El tránsito en Tigre volvió a quedar bajo la lupa luego de una seguidilla de accidentes registrados en distintos puntos del municipio desde mayo hasta esta semana. Camino de los Remeros, Troncos del Talar, Rincón de Milberg, la Ruta 202 y la avenida Cazón fueron escenario de siniestros que, sumados, dibujan un mapa preocupante sobre el estado del tránsito local y la falta de medidas concretas por parte de las autoridades.
Un carpincho atropellado expuso la falta de señalización
En mayo, un choque en Camino de los Remeros generó conmoción en redes y grupos vecinales luego de que un vehículo atropellara a una carpincho preñada. Vecinos habían advertido minutos antes sobre la presencia de los animales sueltos en la zona, una situación que se repite desde hace tiempo sin que el municipio implemente señalización adecuada ni controles de velocidad en un sector donde la fauna autóctona convive a diario con el tránsito vehicular. El hecho terminó con la muerte del animal y dejó en evidencia, una vez más, la ausencia de prevención por parte de la gestión local.
Un móvil oficial chocó contra un Uber con un bebé a bordo
La situación se repitió hace dos días en Troncos del Talar, donde un vehículo del Centro de Operaciones Tigre (COT) protagonizó un choque contra un auto de Uber en el que viajaban una mujer y su bebé de once meses. El episodio ocurrió un viernes por la mañana y resulta especialmente grave porque involucró a un móvil perteneciente al propio municipio, lo que pone en discusión no solo la circulación general sino también los protocolos internos de manejo del personal municipal.

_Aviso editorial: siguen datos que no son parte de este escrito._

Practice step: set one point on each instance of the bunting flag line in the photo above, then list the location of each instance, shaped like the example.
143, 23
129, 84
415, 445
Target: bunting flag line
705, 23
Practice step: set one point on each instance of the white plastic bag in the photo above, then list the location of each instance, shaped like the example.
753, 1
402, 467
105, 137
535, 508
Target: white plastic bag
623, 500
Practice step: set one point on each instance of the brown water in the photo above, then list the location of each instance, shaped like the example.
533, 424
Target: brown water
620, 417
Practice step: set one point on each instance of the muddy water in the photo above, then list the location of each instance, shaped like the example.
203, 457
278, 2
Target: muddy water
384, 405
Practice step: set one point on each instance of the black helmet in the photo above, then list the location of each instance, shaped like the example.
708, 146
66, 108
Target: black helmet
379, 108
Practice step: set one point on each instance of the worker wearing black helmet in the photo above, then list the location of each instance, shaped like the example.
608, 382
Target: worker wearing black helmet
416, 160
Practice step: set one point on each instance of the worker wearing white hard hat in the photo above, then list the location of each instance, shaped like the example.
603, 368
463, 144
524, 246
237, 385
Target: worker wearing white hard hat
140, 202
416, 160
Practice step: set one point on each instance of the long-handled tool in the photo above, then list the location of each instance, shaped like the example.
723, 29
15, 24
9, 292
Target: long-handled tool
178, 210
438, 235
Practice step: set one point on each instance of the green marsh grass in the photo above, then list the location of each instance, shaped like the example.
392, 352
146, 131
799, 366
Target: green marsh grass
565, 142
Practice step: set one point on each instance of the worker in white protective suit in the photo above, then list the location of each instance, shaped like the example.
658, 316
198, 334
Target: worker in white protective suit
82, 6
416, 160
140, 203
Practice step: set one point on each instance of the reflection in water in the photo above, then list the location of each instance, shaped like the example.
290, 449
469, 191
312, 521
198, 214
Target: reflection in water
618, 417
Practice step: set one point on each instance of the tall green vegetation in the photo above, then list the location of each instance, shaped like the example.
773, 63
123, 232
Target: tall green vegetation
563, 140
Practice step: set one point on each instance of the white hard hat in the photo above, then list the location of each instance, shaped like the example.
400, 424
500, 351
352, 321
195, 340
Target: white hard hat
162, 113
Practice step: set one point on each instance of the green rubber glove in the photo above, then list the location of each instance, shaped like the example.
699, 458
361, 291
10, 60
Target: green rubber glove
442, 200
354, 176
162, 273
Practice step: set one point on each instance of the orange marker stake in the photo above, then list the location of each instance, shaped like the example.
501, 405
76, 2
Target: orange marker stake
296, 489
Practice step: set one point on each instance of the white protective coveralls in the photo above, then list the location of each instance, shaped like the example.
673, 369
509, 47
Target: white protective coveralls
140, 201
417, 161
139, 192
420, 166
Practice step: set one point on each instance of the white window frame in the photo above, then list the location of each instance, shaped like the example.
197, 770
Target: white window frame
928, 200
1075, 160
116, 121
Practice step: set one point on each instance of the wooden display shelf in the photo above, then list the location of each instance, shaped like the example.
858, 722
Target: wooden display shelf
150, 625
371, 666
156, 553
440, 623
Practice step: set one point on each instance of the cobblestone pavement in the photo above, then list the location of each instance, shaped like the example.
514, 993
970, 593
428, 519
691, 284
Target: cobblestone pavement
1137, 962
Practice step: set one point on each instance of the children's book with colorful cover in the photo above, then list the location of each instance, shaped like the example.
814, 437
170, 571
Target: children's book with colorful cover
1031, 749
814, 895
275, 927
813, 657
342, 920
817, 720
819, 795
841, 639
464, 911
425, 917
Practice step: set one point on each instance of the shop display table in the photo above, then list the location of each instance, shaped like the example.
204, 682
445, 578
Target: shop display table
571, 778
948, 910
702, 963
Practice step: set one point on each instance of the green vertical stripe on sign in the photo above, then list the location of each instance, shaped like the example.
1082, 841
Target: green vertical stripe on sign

Un trabajador embestido en Rincón de Milberg
También hace dos días, en la intersección de avenida Santa María de las Conchas y Adolfo Leber, un operario fue embestido por una motocicleta al cruzar de manera indebida. Las cámaras del COT permitieron activar rápido el protocolo de emergencia y el Sistema de Emergencias Tigre (SET) trasladó al trabajador a un centro de salud, donde quedó fuera de peligro. Participaron además la Policía Bonaerense, personal de Tránsito y Bomberos Voluntarios. Más allá de la rápida respuesta posterior al hecho, el episodio vuelve a mostrar que los cruces peatonales y la señalización en zonas de tránsito de operarios siguen sin reforzarse de manera preventiva.
Un colectivo y una moto chocaron en Ruta 202 y Elcano
Hace una semana, durante la noche de un domingo, un colectivo de la línea 315 y una moto colisionaron en la intersección de Ruta 202 y Elcano. Según las primeras versiones, la unidad de transporte habría girado sin advertir la presencia de la moto. Hasta el momento no trascendió información oficial sobre el estado de los ocupantes del rodado menor, otro signo de la escasa comunicación oficial que suele acompañar este tipo de siniestros en el municipio.
Un colectivo destrozó palmeras y un paredón en avenida Cazón
El quinto hecho ocurrió ayer en la intersección de avenida Cazón y Montes de Oca, donde un colectivo de la línea 720 chocó contra varias palmeras y un paredón. Las causas todavía se investigan, pero el episodio se suma a una lista que crece mes a mes y que deja en evidencia un patrón: cruces peligrosos, ausencia de control efectivo y respuestas tardías.
La pregunta que el municipio de Tigre todavía no responde
Cinco accidentes en distintos puntos del municipio en pocas semanas no son casualidad. Carpinchos sueltos sin señalización, un móvil oficial involucrado en un choque, un trabajador embestido en una intersección conflictiva, un colectivo que gira sin precaución y otro que termina contra un paredón componen un cuadro que excede la mala suerte y habla de una gestión del tránsito que llega tarde a los problemas. Tres de los cinco hechos ocurrieron en apenas siete días, lo que agrava el panorama y deja en evidencia que el problema no se atenúa con el correr de los meses, sino que se profundiza.
El municipio cuenta con cámaras del COT, personal del SET, agentes de Tránsito y fuerzas de seguridad que actúan una vez ocurrido el siniestro, pero la pregunta central sigue sin respuesta: qué medidas de prevención piensa tomar Tigre para que estos episodios dejen de repetirse. Señalización insuficiente, ausencia de controles de velocidad en zonas de riesgo y la falta de un plan integral de seguridad vial son los puntos que la gestión municipal todavía no aborda con seriedad.
Mientras tanto, vecinos, trabajadores y pasajeros del transporte público siguen expuestos a un tránsito que, en Tigre, parece depender más de la reacción de emergencia que de la prevención real.